What Did Gauguin Say About Van Gogh Behind His Back? A New Book Reveals the Raw, Handwritten Notes of Great Artists

An autograph hunter's trove includes sketches by Michelangelo, a loan request by Monet, and a New Year's card from Lee Krasner and Jackson Pollock.

The Austrian Expressionist artist Egon Schiele and his wife, Edith, send a postcard featuring a Schiele self-portrait. Courtesy TASCHEN.

A new book featuring a remarkable collection of autographs is offering a rare glimpse into the daily lives of famous artists ranging from Michelangelo to Jean-Michel Basquiat. Spanning 900 years, it features examples of Paul Gauguin and Vincent van Gogh’s handwriting, as well as documents written by famous scientists, explorers, and entertainers. Highlights include a New Year’s Eve greeting card from Lee Krasner and Jackson Pollock and a stunning self-portrait postcard by Egon Schiele.

Over the past five decades, the Brazilian art historian Pedro Corrêa do Lago has built a collection of tens of thousands of documents from 5,000 important people throughout history. Now, he has selected 140 examples to include in The Magic of Handwriting, which is published this week by TASCHEN. The book’s author, Christine Nelson, is the curator of literary and historical manuscripts at the Morgan Library & Museum in New York City, where pieces of Corrêa do Lago’s collection was recently on view.

“[H]andwritten pieces are a tangible link to the past and operate as a sort of time machine, connecting us rather miraculously to people who have touched these papers before us and to the period during which they lived,” writes do Lago in the introduction. “These pieces are the closest bond we can form with these individuals and they allow us to share their emotions or participate in events that occurred much before our birth.”

The passionate collector, who began age 11, says documents with direct messages have always appealed to him. He mentions, in particular, that an agreement in which Monet pledges 35 of his paintings against a small loan “speaks volumes about the difficult beginnings of Impressionism.”

Claude Monet offers 35 paintings as collateral for a modest loan from Édouard Manet’s brother.

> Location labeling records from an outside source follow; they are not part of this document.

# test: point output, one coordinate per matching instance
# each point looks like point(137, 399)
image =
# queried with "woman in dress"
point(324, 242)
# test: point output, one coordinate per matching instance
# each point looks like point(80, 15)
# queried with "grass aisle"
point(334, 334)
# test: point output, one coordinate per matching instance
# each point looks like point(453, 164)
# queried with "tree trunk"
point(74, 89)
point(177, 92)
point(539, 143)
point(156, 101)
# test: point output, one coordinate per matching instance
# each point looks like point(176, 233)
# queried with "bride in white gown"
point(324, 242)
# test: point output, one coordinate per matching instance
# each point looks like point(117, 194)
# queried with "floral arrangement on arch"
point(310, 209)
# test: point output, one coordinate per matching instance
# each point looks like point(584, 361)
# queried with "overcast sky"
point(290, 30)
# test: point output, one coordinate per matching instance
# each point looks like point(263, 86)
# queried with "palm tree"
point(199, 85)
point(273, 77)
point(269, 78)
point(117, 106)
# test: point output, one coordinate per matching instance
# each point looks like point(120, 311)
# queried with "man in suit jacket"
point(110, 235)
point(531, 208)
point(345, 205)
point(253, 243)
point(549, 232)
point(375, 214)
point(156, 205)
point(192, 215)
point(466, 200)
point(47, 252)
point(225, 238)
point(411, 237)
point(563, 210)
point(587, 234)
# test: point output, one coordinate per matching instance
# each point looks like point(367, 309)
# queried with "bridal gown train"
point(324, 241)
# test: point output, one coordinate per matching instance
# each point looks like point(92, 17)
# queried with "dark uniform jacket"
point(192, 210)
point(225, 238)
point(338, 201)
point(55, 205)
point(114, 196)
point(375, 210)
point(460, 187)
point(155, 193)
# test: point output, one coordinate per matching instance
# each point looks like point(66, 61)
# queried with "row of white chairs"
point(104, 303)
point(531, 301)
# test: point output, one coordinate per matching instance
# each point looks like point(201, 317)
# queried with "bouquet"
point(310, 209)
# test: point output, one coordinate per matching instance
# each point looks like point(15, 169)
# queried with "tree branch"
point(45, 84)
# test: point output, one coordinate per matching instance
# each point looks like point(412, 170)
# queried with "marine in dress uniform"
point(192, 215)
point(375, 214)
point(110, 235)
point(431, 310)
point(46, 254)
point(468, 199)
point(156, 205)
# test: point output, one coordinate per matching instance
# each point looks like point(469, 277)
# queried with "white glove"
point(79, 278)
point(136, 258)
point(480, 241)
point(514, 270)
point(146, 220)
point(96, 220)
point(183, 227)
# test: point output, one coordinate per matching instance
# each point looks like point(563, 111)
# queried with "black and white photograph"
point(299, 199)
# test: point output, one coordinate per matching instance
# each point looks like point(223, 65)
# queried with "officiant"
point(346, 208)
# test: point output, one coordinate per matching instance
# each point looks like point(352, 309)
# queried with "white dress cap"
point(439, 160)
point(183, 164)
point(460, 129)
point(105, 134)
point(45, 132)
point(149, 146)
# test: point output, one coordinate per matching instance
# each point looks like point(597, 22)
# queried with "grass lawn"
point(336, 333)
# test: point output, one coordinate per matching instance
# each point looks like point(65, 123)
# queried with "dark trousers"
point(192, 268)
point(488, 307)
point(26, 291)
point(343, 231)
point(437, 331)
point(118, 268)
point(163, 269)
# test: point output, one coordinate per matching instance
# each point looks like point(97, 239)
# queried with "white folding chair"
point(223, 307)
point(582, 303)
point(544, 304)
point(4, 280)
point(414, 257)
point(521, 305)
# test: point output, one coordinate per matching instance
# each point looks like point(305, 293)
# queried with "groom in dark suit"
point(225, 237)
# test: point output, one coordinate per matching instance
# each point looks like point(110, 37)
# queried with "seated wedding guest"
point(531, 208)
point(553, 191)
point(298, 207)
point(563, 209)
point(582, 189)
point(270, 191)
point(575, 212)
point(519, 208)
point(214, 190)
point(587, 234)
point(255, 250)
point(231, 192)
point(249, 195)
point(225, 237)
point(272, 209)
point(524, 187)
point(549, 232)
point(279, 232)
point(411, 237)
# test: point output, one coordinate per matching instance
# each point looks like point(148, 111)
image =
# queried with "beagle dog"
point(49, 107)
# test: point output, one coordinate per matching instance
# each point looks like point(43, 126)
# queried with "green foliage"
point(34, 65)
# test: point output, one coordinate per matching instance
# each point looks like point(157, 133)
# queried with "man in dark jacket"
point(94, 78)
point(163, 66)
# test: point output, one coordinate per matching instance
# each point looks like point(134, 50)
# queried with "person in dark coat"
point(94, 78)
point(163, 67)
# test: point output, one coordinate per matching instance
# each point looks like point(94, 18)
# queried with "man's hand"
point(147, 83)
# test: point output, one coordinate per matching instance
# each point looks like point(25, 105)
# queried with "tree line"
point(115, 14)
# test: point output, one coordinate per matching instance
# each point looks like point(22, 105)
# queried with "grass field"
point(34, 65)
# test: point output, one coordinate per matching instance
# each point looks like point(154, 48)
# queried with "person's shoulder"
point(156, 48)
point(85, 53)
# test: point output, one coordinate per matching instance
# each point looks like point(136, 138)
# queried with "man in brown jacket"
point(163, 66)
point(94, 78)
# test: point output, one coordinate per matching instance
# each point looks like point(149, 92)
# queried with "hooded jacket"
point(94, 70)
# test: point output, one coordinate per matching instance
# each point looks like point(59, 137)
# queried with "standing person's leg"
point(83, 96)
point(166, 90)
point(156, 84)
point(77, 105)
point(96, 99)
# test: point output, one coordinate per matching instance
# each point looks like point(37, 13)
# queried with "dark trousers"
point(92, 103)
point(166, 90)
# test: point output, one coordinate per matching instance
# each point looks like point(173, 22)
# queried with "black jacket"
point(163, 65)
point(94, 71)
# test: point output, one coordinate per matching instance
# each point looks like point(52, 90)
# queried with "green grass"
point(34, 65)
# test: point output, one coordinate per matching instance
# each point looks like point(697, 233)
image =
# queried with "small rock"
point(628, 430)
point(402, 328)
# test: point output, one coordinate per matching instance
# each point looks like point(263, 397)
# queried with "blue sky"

Courtesy TASCHEN.

There are many other records of transactions, such as the invoice for 20 psychoanalysis sessions by Sigmund Freud. The book also includes Michelangelo’s sketches for a marble order for his first major architectural commission in Florence in 1518. There is a modest slip of paper that documents the purchase of six works by Francisco Goya—they are none other than his most haunting oil paintings of witches. A Spanish Duke and Duchess had bought them back then, and many are now on view in leading museums, including the Prado in Madrid (home to Witches’ Flight) and London’s National Gallery (The Forcibly Bewitched).

Other items encompass more candid interactions, like a New Year’s card from Lee Krasner and Jackson Pollock, which features a colorful Pollock drawing on one side. There is also a letter that captures the notoriously turbulent friendship between painters Paul Gauguin and Vincent van Gogh. “Unfortunately this friend went raving mad and for a whole month I lived under the constant fear of a mortal or tragic accident,” wrote Gauguin. A year later Van Gogh writes from an asylum. He lists the few objects from his bedroom at Arles, hoping to have his belongings shipped to him. They were the same furniture that appear in his celebrated trio of paintings, Bedroom in Arles.

See examples from The Magic of Handwriting below, which is available now through TASCHEN.

Francisco Goya’s invoice for his 1798 paintings “on the subject of witches.” Courtesy TASCHEN.

J. M. W. Turner invites a colleague to his new London gallery. Courtesy TASCHEN.

Paul Gauguin writes that he feared for his life in the weeks before Van Gogh’s breakdown in 1988. Courtesy TASCHEN.

Georges Seurat and Signac fear the 1889 exhibition of the Indépendants will it be “a flop.” Courtesy TASCHEN.

Two months before his suicide, Vincent van Gogh lists the furniture from the bedroom at Arles that he immortalized in oil. Courtesy TASCHEN.

Four illustrious friends—Renoir, Degas, Morisot, and Mallarmé—meet for dinner and conversation. Courtesy TASCHEN.